Cette crise de la faim est liée à la pire sécheresse qu’a connue la région depuis une quarantaine d’années. Le manque chronique d’eau a fortement affecté les revenus des populations qui reposent essentiellement sur les activités agricoles.
Pour Mahatante Paubert, enseignant chercheur à l’université de Tuléar, située sur la côte sud-ouest de la Grande Ile, la cause principale de l’insécurité alimentaire qui affecte les populations est le manque de précipitations qui se font rares au fil des ans.
La détérioration de l’environnement joue un rôle important dans cette situation alarmante, a-t-il expliqué, notant qu’à cause de la déforestation, il y a moins d’évaporation, peu de formations de nuages et donc moins de pluies.
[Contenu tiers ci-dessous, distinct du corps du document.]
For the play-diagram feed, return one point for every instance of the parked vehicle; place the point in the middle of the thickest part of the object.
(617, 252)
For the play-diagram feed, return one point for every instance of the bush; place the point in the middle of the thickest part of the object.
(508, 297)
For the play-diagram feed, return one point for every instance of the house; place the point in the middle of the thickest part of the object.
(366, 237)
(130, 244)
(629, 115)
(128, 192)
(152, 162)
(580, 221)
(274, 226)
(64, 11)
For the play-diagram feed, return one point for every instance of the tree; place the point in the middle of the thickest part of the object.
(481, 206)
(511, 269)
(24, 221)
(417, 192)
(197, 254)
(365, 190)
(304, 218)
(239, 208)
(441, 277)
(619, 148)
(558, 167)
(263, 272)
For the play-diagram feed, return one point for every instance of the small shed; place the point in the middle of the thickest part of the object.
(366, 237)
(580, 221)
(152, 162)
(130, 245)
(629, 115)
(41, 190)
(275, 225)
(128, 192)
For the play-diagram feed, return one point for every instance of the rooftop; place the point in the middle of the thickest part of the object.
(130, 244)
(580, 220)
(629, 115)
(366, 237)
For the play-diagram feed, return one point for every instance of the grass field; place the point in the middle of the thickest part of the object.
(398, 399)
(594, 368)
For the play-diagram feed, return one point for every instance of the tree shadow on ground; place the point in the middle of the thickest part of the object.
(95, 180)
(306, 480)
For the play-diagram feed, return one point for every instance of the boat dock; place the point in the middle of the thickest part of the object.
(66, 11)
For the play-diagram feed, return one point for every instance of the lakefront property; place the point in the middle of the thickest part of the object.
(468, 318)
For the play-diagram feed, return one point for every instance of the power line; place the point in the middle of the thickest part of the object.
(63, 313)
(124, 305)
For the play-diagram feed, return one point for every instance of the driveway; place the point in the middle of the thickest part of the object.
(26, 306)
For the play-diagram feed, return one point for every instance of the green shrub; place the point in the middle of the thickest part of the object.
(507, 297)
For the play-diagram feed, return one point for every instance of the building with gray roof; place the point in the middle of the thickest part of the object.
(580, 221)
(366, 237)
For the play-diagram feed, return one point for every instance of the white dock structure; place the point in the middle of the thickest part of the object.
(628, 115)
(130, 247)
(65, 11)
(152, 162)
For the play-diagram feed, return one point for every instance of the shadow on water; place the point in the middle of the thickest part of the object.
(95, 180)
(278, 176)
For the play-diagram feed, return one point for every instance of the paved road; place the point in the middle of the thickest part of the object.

Un autre facteur essentiel réside dans la dimension démographique, car dans les régions agricoles du sud, les familles sont nombreuses, a-t-il soutenu. D’après l’Institut national malgache de la statistique, les ménages dans le sud du pays comptent en moyenne six membres.
Ainsi, l’aridité continue d’empirer d’année en année, attisée par l’alizé du sud, un vent chaud qui assèche tout sur son passage. Comme il n’y a plus de forêt pour protéger les cultures, le vent érode les champs et amène de la poussière, limitant du coup les activités humaines et la photosynthèse des plantes.
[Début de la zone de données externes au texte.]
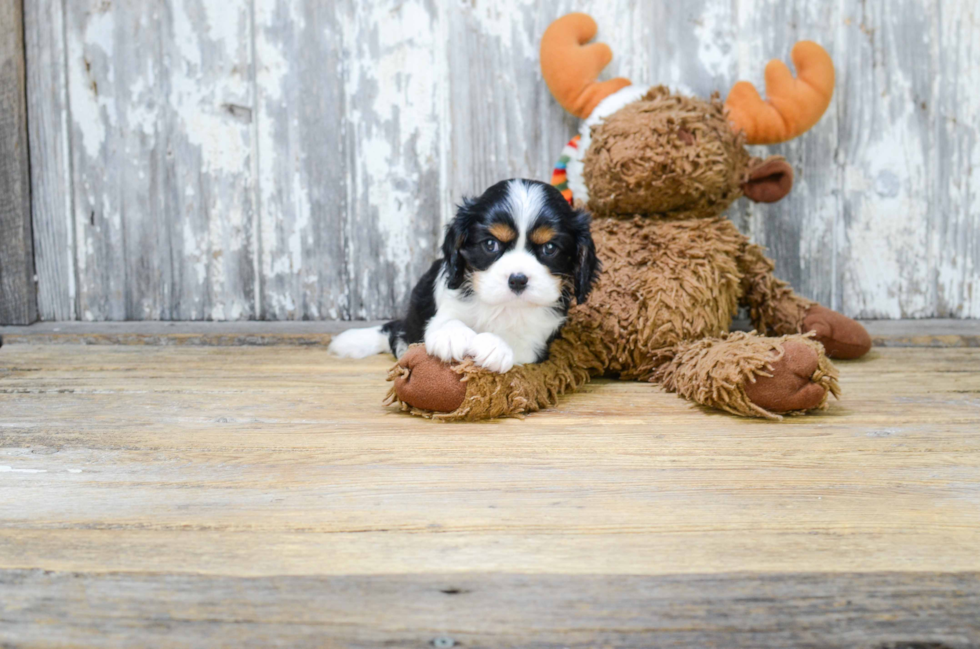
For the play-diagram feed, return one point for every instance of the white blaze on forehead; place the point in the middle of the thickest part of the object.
(525, 202)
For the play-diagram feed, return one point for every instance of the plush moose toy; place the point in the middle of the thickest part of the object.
(657, 170)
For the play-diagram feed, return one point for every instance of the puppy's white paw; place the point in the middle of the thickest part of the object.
(449, 342)
(489, 351)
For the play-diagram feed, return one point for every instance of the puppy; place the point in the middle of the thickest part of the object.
(512, 261)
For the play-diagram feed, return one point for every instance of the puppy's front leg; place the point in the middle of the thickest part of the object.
(491, 352)
(448, 341)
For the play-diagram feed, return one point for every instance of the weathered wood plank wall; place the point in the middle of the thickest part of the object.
(297, 159)
(18, 304)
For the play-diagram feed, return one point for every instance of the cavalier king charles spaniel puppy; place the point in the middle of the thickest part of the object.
(512, 261)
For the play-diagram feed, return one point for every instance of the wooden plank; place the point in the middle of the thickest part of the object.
(886, 85)
(191, 496)
(302, 160)
(396, 103)
(200, 460)
(18, 300)
(439, 101)
(51, 184)
(492, 610)
(160, 101)
(955, 112)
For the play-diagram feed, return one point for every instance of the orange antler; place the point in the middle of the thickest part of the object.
(794, 105)
(571, 70)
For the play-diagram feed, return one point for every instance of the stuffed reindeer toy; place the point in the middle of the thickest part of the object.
(657, 170)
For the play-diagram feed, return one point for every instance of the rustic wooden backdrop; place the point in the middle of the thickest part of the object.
(297, 159)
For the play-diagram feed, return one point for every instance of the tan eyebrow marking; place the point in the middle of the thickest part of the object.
(503, 232)
(542, 235)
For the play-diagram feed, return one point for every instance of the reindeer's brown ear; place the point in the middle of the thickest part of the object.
(768, 181)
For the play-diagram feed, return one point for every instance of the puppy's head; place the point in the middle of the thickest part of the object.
(520, 242)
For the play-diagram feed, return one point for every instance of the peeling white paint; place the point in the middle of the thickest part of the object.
(340, 226)
(10, 469)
Ce qui rend la situation encore plus critique au sud du pays, c’est que la région est en proie à une insécurité croissante. Le banditisme et le vol de bétail fait ainsi des ravages parmi les populations locales, les obligeant à se déplacer vers des régions encore plus sûres.
Dans ce contexte, les enfants restent indéniablement la catégorie la plus fragile. Le Fonds des Nations unies pour l’enfance (Unicef) et le Programme alimentaire mondial ont ainsi tiré la sonnette d’alarme sur l’aggravation de la malnutrition des enfants au sud de la Grande île.
« Au moins un demi-million d’enfants de moins de cinq ans risquent de souffrir de malnutrition aiguë, dont 110.000 sous une forme grave, dans le sud de Madagascar, subissant des dommages irréversibles à leur croissance et à leur développement », ont indiqué les deux organismes onusiens.
Ils ont, par ailleurs, appelé à redoubler d’efforts pour freiner cette augmentation catastrophique de la faim, en mobilisant les ressources financières nécessaires à sécuriser une aide humanitaire suffisante pour la population en détresse.
Toutefois, des observateurs soulignent qu’il faut changer cette approche qui consiste à fournir à la hâte des aides humanitaires à chaque fois que la crise de la faim fait rage dans la région. Selon eux, le problème de la sécheresse et ses conséquences dramatiques qui affligent en particulier les populations défavorisées, doivent être traités à la racine.
Le gouvernement malgache est bien conscient de ce fait. Le Premier ministre, Christian Ntsay, a affirmé récemment qu’il ne faut pas se contenter des anciennes pratiques qui se limitent à des actions à court terme. «Nous devons penser au long-terme pour promouvoir le développement dans le Sud de Madagascar», a-t-il soutenu.
En effet, quoique l’aide humanitaire reste une démarche essentielle pour atténuer les souffrances des populations sinistrées, elle ne peut être que ponctuelle. La solution durable est de rendre les populations autonomes et résilientes à travers la mise en place de projets de développement qui valorisent les ressources locales.